The main dogs we meet are former pets Rex (voiced by Edward Norton), King (voiced by Bob Balaban), Duke (voiced by Jeff Goldblum), and Boss (voiced by Bill Murray), and their disgruntled stray companion Chief (voiced by Bryan Cranston). He tells his miserable friends: “I’ve seen cats with more balls than you,” indicating he would rather live out the life of a stray than a pet.
Just then Kobayashi’s adoptive nephew Atari (voiced by Koyu Rankin) arrives on the island with a hijacked plane, because he is looking for his bodyguard dog Spots (voiced by Liev Schreiber), whom he has loved over the years. As much as Chief is unhappy about it, he and his friends help the boy find him.
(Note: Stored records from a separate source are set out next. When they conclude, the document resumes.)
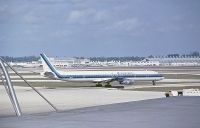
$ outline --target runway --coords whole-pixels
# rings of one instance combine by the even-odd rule
[[[10,100],[0,83],[0,128],[2,127],[199,127],[198,97],[164,98],[169,90],[200,89],[199,67],[134,67],[120,70],[154,70],[165,79],[135,82],[124,89],[97,88],[94,83],[72,83],[41,76],[41,69],[17,71],[59,110],[54,110],[11,72],[23,116],[15,117]],[[62,69],[76,70],[76,69]],[[80,69],[77,69],[80,70]],[[119,70],[98,68],[81,70]],[[121,86],[117,82],[113,86]],[[35,124],[36,123],[36,124]]]
[[[0,118],[0,128],[199,128],[200,98],[173,97]]]
[[[123,91],[107,88],[37,88],[60,111],[164,97],[162,92]],[[54,111],[39,95],[28,87],[15,87],[24,115]],[[0,86],[0,117],[14,115],[10,100]]]

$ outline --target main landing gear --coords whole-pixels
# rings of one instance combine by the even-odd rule
[[[102,85],[102,83],[97,83],[96,84],[96,87],[103,87],[103,85]],[[106,82],[106,84],[105,84],[105,87],[106,88],[110,88],[110,87],[112,87],[112,85],[110,84],[110,82]]]
[[[103,85],[101,83],[97,83],[96,87],[103,87]]]
[[[155,81],[155,80],[153,80],[153,81],[152,81],[152,84],[153,84],[153,85],[156,85],[156,81]]]

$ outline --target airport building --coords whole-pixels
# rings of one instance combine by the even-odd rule
[[[158,61],[160,66],[200,66],[200,57],[154,57],[149,61]]]
[[[153,57],[142,61],[91,61],[85,58],[50,58],[55,67],[200,66],[199,57]],[[12,66],[39,67],[41,60],[11,62]]]

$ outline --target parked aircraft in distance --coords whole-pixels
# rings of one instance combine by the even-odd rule
[[[71,82],[93,82],[96,86],[111,86],[111,82],[118,81],[120,84],[133,84],[134,81],[152,81],[155,85],[156,81],[164,79],[164,77],[155,71],[58,71],[49,61],[45,54],[40,54],[44,75],[59,80]]]

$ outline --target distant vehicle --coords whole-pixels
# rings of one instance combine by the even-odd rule
[[[111,82],[118,81],[120,84],[130,85],[134,81],[152,81],[153,85],[158,80],[164,79],[155,71],[58,71],[49,61],[45,54],[40,54],[43,74],[45,76],[71,82],[93,82],[96,86],[111,86]]]

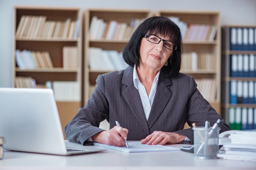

The star-studded voice cast includes Greta Gerwig as a Foreign Exchange Student, who knows what’s really going on with Kobayashi and his confidants; Scarlett Johansson as a former show dog, whom Chief has a crush on; Courtney B. Vance as the film’s narrator; F. Murray Abraham and Tilda Swinton as two wise dogs; Harvey Keitel as a dog who once resorted to cannibalism; and translations of the Japanese language (mostly on televised messages) are often provided by Frances McDormand and Frank Wood.
I loved “Isle of Dogs,” another gem in Wes Anderson’s magical vision of movies. I loved it for the way it shows us a change of heart in Chief and his views on humans; the way the voice actors don’t sound like cartoon characters, but people with feelings and ambitions; and the way Anderson has everything organized from the dialogue to the sets to the characters.
It’s hard for me to decide who is the best voice actor in the movie, but I can tell you this is Bryan Cranston’s best voice performance to date. And this is one of the best stop motion films I’ve ever seen.